FETÖ sanıkları için tek tip kıyafet talebi
Ünal, "Fetullahçı Terör Örgütü (FETÖ) üyesi sanıkların mahkemelere tek tip kıyafetle çıkarılması yönünde Adalet Bakanlığınca bir çalışma yapılıyor. Bu uygulama hayata geçerse, bunun FETÖ sanıkları açısından 'adil yargılanmadık' şeklinde kullanılabilir bir koza dönüşme olasılığı değerlendiriliyor mu?" şeklindeki soru üzerine, Pensilvanya'da küçük bir kasabada yaşayan meczubun geçen gün bir seccade ve arkasındaki ekran üzerinden verdiği mesajlar olduğunu söyledi. 

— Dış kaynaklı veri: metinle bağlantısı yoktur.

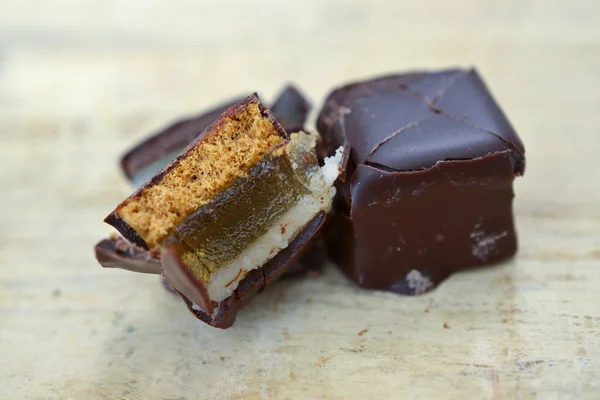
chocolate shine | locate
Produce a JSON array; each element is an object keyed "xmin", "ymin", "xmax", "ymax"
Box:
[{"xmin": 317, "ymin": 69, "xmax": 525, "ymax": 294}]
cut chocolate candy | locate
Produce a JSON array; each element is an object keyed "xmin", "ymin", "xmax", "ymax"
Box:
[
  {"xmin": 112, "ymin": 85, "xmax": 326, "ymax": 282},
  {"xmin": 97, "ymin": 94, "xmax": 341, "ymax": 327},
  {"xmin": 317, "ymin": 70, "xmax": 525, "ymax": 294},
  {"xmin": 121, "ymin": 85, "xmax": 310, "ymax": 188}
]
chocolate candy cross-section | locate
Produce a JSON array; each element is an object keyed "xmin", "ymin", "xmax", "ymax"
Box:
[{"xmin": 317, "ymin": 69, "xmax": 525, "ymax": 294}]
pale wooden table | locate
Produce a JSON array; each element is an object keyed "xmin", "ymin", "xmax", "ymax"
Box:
[{"xmin": 0, "ymin": 0, "xmax": 600, "ymax": 400}]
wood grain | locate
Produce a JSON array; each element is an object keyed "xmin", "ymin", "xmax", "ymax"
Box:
[{"xmin": 0, "ymin": 0, "xmax": 600, "ymax": 400}]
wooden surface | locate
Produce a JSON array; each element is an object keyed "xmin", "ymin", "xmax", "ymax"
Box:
[{"xmin": 0, "ymin": 0, "xmax": 600, "ymax": 400}]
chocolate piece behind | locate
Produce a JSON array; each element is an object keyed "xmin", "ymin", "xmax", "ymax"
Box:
[
  {"xmin": 106, "ymin": 84, "xmax": 324, "ymax": 275},
  {"xmin": 317, "ymin": 70, "xmax": 525, "ymax": 294}
]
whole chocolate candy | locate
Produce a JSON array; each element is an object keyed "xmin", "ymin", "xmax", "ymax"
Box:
[{"xmin": 317, "ymin": 69, "xmax": 525, "ymax": 294}]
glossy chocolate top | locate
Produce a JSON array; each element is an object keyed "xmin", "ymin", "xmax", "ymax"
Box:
[
  {"xmin": 317, "ymin": 69, "xmax": 525, "ymax": 174},
  {"xmin": 121, "ymin": 85, "xmax": 311, "ymax": 182}
]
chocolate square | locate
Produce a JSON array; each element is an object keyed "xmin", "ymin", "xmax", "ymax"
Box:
[{"xmin": 317, "ymin": 69, "xmax": 525, "ymax": 294}]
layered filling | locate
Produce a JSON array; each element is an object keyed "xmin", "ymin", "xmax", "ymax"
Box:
[
  {"xmin": 116, "ymin": 102, "xmax": 286, "ymax": 250},
  {"xmin": 164, "ymin": 133, "xmax": 341, "ymax": 302}
]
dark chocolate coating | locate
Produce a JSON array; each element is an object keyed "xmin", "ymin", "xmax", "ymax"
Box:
[
  {"xmin": 95, "ymin": 237, "xmax": 160, "ymax": 274},
  {"xmin": 317, "ymin": 70, "xmax": 525, "ymax": 294},
  {"xmin": 121, "ymin": 85, "xmax": 311, "ymax": 181},
  {"xmin": 271, "ymin": 85, "xmax": 311, "ymax": 133},
  {"xmin": 121, "ymin": 98, "xmax": 244, "ymax": 180},
  {"xmin": 172, "ymin": 212, "xmax": 328, "ymax": 329},
  {"xmin": 104, "ymin": 93, "xmax": 289, "ymax": 249}
]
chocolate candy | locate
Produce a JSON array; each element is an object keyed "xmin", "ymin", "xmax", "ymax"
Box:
[
  {"xmin": 121, "ymin": 85, "xmax": 311, "ymax": 187},
  {"xmin": 317, "ymin": 70, "xmax": 525, "ymax": 294},
  {"xmin": 96, "ymin": 94, "xmax": 341, "ymax": 327}
]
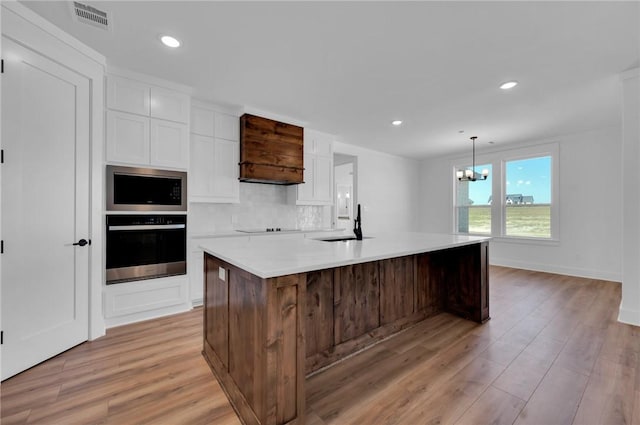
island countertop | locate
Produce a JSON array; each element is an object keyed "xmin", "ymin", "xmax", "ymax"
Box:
[{"xmin": 200, "ymin": 232, "xmax": 491, "ymax": 279}]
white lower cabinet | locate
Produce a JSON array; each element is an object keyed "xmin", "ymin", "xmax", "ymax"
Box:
[{"xmin": 104, "ymin": 275, "xmax": 191, "ymax": 327}]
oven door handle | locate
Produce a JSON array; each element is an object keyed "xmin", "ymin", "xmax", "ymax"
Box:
[{"xmin": 108, "ymin": 224, "xmax": 187, "ymax": 231}]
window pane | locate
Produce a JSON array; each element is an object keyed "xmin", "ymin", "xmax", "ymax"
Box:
[
  {"xmin": 505, "ymin": 156, "xmax": 551, "ymax": 238},
  {"xmin": 456, "ymin": 164, "xmax": 492, "ymax": 235}
]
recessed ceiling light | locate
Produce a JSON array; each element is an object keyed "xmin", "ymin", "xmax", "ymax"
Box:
[
  {"xmin": 160, "ymin": 35, "xmax": 180, "ymax": 48},
  {"xmin": 500, "ymin": 81, "xmax": 518, "ymax": 90}
]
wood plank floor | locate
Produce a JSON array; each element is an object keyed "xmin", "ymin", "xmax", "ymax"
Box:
[{"xmin": 0, "ymin": 267, "xmax": 640, "ymax": 425}]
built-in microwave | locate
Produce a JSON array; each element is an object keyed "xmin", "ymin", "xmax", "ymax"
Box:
[{"xmin": 107, "ymin": 165, "xmax": 187, "ymax": 211}]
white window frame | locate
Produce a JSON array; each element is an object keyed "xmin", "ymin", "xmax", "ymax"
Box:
[{"xmin": 451, "ymin": 143, "xmax": 560, "ymax": 244}]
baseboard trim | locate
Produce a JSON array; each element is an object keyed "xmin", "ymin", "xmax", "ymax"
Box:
[
  {"xmin": 490, "ymin": 257, "xmax": 622, "ymax": 282},
  {"xmin": 618, "ymin": 306, "xmax": 640, "ymax": 326}
]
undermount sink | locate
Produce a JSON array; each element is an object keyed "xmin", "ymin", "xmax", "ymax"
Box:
[{"xmin": 320, "ymin": 236, "xmax": 371, "ymax": 242}]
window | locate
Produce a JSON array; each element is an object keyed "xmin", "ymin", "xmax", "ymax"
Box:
[
  {"xmin": 453, "ymin": 144, "xmax": 558, "ymax": 240},
  {"xmin": 456, "ymin": 164, "xmax": 492, "ymax": 235},
  {"xmin": 505, "ymin": 156, "xmax": 551, "ymax": 238}
]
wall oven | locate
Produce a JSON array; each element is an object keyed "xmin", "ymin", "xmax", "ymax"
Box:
[
  {"xmin": 106, "ymin": 214, "xmax": 187, "ymax": 285},
  {"xmin": 107, "ymin": 165, "xmax": 187, "ymax": 211}
]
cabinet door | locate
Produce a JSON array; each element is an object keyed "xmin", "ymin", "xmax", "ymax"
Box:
[
  {"xmin": 150, "ymin": 119, "xmax": 189, "ymax": 169},
  {"xmin": 215, "ymin": 112, "xmax": 240, "ymax": 141},
  {"xmin": 314, "ymin": 132, "xmax": 333, "ymax": 157},
  {"xmin": 189, "ymin": 134, "xmax": 240, "ymax": 203},
  {"xmin": 203, "ymin": 255, "xmax": 230, "ymax": 368},
  {"xmin": 303, "ymin": 128, "xmax": 318, "ymax": 153},
  {"xmin": 151, "ymin": 87, "xmax": 191, "ymax": 123},
  {"xmin": 313, "ymin": 156, "xmax": 333, "ymax": 204},
  {"xmin": 190, "ymin": 105, "xmax": 215, "ymax": 137},
  {"xmin": 189, "ymin": 250, "xmax": 204, "ymax": 305},
  {"xmin": 213, "ymin": 138, "xmax": 240, "ymax": 202},
  {"xmin": 107, "ymin": 75, "xmax": 149, "ymax": 116},
  {"xmin": 297, "ymin": 154, "xmax": 316, "ymax": 202},
  {"xmin": 107, "ymin": 111, "xmax": 149, "ymax": 165},
  {"xmin": 189, "ymin": 133, "xmax": 215, "ymax": 198},
  {"xmin": 333, "ymin": 261, "xmax": 380, "ymax": 345}
]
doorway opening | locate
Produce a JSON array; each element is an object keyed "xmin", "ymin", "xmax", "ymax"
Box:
[{"xmin": 332, "ymin": 153, "xmax": 358, "ymax": 229}]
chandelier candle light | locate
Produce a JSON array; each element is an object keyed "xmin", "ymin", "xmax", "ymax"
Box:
[{"xmin": 456, "ymin": 136, "xmax": 489, "ymax": 182}]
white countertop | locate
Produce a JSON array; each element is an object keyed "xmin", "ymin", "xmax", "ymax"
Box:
[
  {"xmin": 200, "ymin": 233, "xmax": 491, "ymax": 279},
  {"xmin": 189, "ymin": 227, "xmax": 346, "ymax": 239}
]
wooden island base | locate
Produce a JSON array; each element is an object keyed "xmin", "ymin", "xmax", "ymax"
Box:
[{"xmin": 203, "ymin": 242, "xmax": 489, "ymax": 425}]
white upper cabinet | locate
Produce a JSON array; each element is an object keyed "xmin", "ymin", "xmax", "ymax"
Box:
[
  {"xmin": 289, "ymin": 128, "xmax": 333, "ymax": 205},
  {"xmin": 107, "ymin": 75, "xmax": 151, "ymax": 116},
  {"xmin": 215, "ymin": 112, "xmax": 240, "ymax": 142},
  {"xmin": 150, "ymin": 87, "xmax": 190, "ymax": 123},
  {"xmin": 106, "ymin": 74, "xmax": 191, "ymax": 169},
  {"xmin": 149, "ymin": 118, "xmax": 189, "ymax": 168},
  {"xmin": 189, "ymin": 102, "xmax": 240, "ymax": 203},
  {"xmin": 191, "ymin": 104, "xmax": 215, "ymax": 137},
  {"xmin": 107, "ymin": 111, "xmax": 150, "ymax": 164}
]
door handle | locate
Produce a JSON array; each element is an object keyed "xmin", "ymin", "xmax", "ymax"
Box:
[{"xmin": 73, "ymin": 239, "xmax": 91, "ymax": 246}]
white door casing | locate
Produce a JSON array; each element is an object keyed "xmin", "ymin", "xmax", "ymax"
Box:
[{"xmin": 1, "ymin": 37, "xmax": 91, "ymax": 379}]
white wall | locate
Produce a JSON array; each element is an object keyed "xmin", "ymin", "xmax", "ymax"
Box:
[
  {"xmin": 419, "ymin": 127, "xmax": 623, "ymax": 281},
  {"xmin": 618, "ymin": 69, "xmax": 640, "ymax": 326},
  {"xmin": 333, "ymin": 142, "xmax": 420, "ymax": 232}
]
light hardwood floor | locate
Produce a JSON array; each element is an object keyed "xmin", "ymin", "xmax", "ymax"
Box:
[{"xmin": 0, "ymin": 267, "xmax": 640, "ymax": 425}]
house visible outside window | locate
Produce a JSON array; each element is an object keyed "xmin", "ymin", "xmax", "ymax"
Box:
[
  {"xmin": 456, "ymin": 164, "xmax": 492, "ymax": 235},
  {"xmin": 505, "ymin": 156, "xmax": 551, "ymax": 238},
  {"xmin": 453, "ymin": 144, "xmax": 559, "ymax": 241}
]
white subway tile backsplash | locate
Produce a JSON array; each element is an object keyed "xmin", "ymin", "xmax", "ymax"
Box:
[{"xmin": 189, "ymin": 183, "xmax": 331, "ymax": 234}]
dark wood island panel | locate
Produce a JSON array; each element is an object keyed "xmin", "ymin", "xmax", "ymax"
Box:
[{"xmin": 203, "ymin": 241, "xmax": 489, "ymax": 425}]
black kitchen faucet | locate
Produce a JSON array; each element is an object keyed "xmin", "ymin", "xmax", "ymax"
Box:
[{"xmin": 353, "ymin": 204, "xmax": 362, "ymax": 241}]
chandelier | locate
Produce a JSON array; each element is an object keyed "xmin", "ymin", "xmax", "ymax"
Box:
[{"xmin": 456, "ymin": 136, "xmax": 489, "ymax": 182}]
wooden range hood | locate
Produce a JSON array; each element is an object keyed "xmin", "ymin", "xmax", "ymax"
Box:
[{"xmin": 240, "ymin": 114, "xmax": 304, "ymax": 185}]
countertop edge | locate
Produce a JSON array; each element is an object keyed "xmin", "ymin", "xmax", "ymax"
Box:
[{"xmin": 199, "ymin": 235, "xmax": 491, "ymax": 279}]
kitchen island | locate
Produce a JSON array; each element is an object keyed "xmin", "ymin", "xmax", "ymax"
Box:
[{"xmin": 201, "ymin": 233, "xmax": 489, "ymax": 424}]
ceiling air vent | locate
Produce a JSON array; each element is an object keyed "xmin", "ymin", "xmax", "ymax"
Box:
[{"xmin": 72, "ymin": 1, "xmax": 111, "ymax": 31}]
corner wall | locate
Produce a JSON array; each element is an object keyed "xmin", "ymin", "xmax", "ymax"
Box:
[
  {"xmin": 333, "ymin": 142, "xmax": 420, "ymax": 236},
  {"xmin": 618, "ymin": 68, "xmax": 640, "ymax": 326},
  {"xmin": 419, "ymin": 127, "xmax": 624, "ymax": 281}
]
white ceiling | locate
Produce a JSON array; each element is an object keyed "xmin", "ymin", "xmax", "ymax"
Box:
[{"xmin": 20, "ymin": 1, "xmax": 640, "ymax": 158}]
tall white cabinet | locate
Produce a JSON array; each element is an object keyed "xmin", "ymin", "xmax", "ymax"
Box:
[
  {"xmin": 103, "ymin": 70, "xmax": 191, "ymax": 327},
  {"xmin": 189, "ymin": 101, "xmax": 240, "ymax": 203},
  {"xmin": 289, "ymin": 128, "xmax": 333, "ymax": 205},
  {"xmin": 106, "ymin": 74, "xmax": 190, "ymax": 170}
]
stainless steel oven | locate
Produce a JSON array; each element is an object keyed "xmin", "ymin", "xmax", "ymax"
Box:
[
  {"xmin": 107, "ymin": 165, "xmax": 187, "ymax": 211},
  {"xmin": 107, "ymin": 214, "xmax": 187, "ymax": 285}
]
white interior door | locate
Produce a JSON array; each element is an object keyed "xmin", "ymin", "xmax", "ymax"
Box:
[{"xmin": 0, "ymin": 37, "xmax": 90, "ymax": 379}]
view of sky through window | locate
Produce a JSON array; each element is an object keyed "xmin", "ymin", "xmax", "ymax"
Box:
[
  {"xmin": 506, "ymin": 156, "xmax": 551, "ymax": 204},
  {"xmin": 462, "ymin": 156, "xmax": 551, "ymax": 205}
]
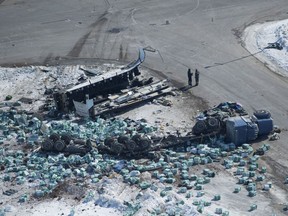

Örgütün sürekli birtakım simgeler ve semboller üzerinden kendi müntesiplerinin psikolojilerini, morallerini yüksek tutmak ve onların herhangi bir şekilde itirafçı olmalarının önüne geçmek için uğraştığını anlatan Ünal, şunları kaydetti:

"Cumhurbaşkanına suikast düzenlemiş, TBMM'yi bombalamış, o gece halkın üzerine helikopterlerle ateş açmış katillerin gülümseyerek, takım elbise ve kravat içinde mahkeme salonuna gelmesi biliyoruz ki maşeri vicdanı rahatsız ediyor. Kamuoyunda ciddi bir rahatsızlık var. Gelen bu talepler çerçevesinde Cumhurbaşkanımızın bu meyanda talepleri oldu, hem de Adalet Bakanlığı bir çalışma başlattı. Dolayısıyla verilmiş bir karar değil. Bakanlığımız bu konudaki çalışmasını bitirdiğinde ilgili çalışmanın sonuçlarını paylaşacaktır. Söylediğiniz çekinceler de dikkate alınarak bakanlık çalışmasını sonuçlandırdıktan sonra bunu kamuoyu ile paylaşacaktır."

Mescid-i Aksa'ya yönelik ihlaller
Geçen hafta içinde Kudüs'te Mescid-i Aksa'da insanların inanç özgürlüğüne dönük kabul edilemez uygulamalar yaşandığını hatırlatan Ünal, "İsrail'in, orada Müslümanlara dönük uyguladığı, Mescid-i Aksa'nın ibadete kapatılmasından, orada üç Filistinli Müslümanın katledilmesine kadar bu uygulamaları kabul edilemez. Bu konuda İsrail hükümetini evrensel değerlere ve inanç özgürlüğüne saygılı olmaya davet ediyoruz." ifadelerini kullandı.